Nicholas Vachel Lindsay (1879 – 1931) was een Amerikaans dichter die wel gezien wordt als de oprichter of bedenker van de ‘Singing poetry’ waarbij gedichten worden gezongen of gescandeerd. In die zin kun je hem beschouwen als een voorloper van de slam poëzie en/of spoken word. Hoewel zijn ouders wilde dat hij dokter zou worden dacht Lindsay daar anders over. Hij studeerde Pen & Ink aan de New York School of Art. In New York groeide zijn liefde voor poëzie. Hij probeerde zijn gedichten, die hij zelf stencilde, op straat aan de man te brengen. Daar begon hij ook met een soort ruilhandel: Een gedicht voor een stuk brood.

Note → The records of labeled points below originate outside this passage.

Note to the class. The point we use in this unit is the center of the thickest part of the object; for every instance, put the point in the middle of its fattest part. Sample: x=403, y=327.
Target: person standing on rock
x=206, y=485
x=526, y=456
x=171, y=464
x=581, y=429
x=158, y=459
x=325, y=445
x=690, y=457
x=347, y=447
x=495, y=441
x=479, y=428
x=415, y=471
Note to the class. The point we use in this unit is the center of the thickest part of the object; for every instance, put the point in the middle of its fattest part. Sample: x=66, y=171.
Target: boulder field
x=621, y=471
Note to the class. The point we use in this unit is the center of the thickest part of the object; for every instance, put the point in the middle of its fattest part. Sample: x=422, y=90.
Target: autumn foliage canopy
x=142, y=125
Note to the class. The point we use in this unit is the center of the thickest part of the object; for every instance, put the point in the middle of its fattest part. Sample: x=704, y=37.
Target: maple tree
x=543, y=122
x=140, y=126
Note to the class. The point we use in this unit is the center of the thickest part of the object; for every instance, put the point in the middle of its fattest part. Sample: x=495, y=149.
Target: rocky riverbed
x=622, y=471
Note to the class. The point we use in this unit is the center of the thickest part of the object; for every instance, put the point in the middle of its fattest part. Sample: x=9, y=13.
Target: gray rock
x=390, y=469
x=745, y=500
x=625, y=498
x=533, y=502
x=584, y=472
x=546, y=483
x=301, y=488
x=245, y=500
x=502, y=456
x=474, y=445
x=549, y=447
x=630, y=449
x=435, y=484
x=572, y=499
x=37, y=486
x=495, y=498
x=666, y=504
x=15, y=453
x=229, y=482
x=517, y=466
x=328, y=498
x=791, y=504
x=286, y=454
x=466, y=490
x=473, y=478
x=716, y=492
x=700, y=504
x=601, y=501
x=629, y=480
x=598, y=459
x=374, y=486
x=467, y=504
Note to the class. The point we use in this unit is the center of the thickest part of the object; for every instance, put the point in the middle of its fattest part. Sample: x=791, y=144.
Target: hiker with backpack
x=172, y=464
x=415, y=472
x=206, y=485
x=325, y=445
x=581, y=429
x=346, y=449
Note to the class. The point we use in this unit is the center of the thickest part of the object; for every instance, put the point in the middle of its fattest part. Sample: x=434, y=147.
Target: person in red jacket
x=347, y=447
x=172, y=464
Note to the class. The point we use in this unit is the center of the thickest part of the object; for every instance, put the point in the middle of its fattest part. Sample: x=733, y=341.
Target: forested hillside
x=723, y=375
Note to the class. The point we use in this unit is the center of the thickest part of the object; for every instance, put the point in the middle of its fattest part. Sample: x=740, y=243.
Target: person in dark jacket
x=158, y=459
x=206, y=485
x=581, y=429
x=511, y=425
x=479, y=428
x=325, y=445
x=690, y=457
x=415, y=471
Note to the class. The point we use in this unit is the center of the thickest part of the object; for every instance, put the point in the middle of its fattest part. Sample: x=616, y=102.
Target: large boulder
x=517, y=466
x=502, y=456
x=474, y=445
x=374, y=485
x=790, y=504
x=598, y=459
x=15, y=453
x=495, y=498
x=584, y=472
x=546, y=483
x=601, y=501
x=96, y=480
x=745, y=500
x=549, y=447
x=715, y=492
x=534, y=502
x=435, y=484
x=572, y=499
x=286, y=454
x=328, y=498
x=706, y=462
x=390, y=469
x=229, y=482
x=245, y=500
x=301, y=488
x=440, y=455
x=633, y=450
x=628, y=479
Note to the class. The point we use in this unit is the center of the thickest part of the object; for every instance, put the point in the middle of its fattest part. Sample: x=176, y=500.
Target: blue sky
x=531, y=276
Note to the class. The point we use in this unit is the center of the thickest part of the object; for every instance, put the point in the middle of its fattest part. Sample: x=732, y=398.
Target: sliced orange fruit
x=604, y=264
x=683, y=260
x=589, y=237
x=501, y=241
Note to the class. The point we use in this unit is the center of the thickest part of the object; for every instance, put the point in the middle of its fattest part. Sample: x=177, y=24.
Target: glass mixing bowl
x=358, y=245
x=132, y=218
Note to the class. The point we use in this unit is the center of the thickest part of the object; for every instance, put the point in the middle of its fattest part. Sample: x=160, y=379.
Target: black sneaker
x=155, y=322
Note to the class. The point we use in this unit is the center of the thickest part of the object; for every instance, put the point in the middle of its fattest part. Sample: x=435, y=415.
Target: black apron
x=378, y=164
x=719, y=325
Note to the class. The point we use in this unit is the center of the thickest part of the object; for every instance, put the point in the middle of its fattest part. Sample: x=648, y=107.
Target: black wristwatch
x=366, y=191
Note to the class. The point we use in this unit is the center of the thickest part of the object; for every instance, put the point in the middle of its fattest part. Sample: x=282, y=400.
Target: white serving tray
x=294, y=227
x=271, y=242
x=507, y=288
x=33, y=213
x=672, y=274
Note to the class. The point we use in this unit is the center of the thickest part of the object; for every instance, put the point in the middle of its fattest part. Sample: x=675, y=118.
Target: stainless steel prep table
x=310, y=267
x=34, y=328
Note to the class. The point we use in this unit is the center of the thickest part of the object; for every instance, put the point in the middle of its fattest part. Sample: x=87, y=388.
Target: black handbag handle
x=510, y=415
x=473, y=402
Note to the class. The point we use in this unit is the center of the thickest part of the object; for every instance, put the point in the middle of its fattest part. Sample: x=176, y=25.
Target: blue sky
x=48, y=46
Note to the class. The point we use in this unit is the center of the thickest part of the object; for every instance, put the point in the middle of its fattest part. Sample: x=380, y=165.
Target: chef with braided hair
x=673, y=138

Tussen 1906 en 1908 reisde hij tussen Florida en Kentucky en van New York tot Ohio en voorzag hij in zijn levensbehoefte door het ruilen van gedichten tegen voedsel en onderdak. In die zin leefde hij als een moderne troubadour. In 1912 reisde hij opnieuw, nu van Illinois tot New Mexico. Tijdens deze reis schreef hij zijn meest bekende werk ‘The Congo’. Toen hij was teruggekeerd werden zijn gedichten voor het eerst gepubliceerd in Poetry magazine en werd hij al snel heel bekend als dichter.

Zijn bekendste gedicht, “The Congo”, illustreert zijn revolutionaire idee over de esthetiek van geluid ter wille van het geluid. Het imiteert het stampen van de trommels in de ritmes en in onomatopoeïsche onzinwoorden. Bij sommige delen van het gedicht gebruikt Lindsay conventionele woorden  deze verbeelden het chanten van de inheemse bevolking van Congo, die uitsluitend en alleen op geluid vertrouwen.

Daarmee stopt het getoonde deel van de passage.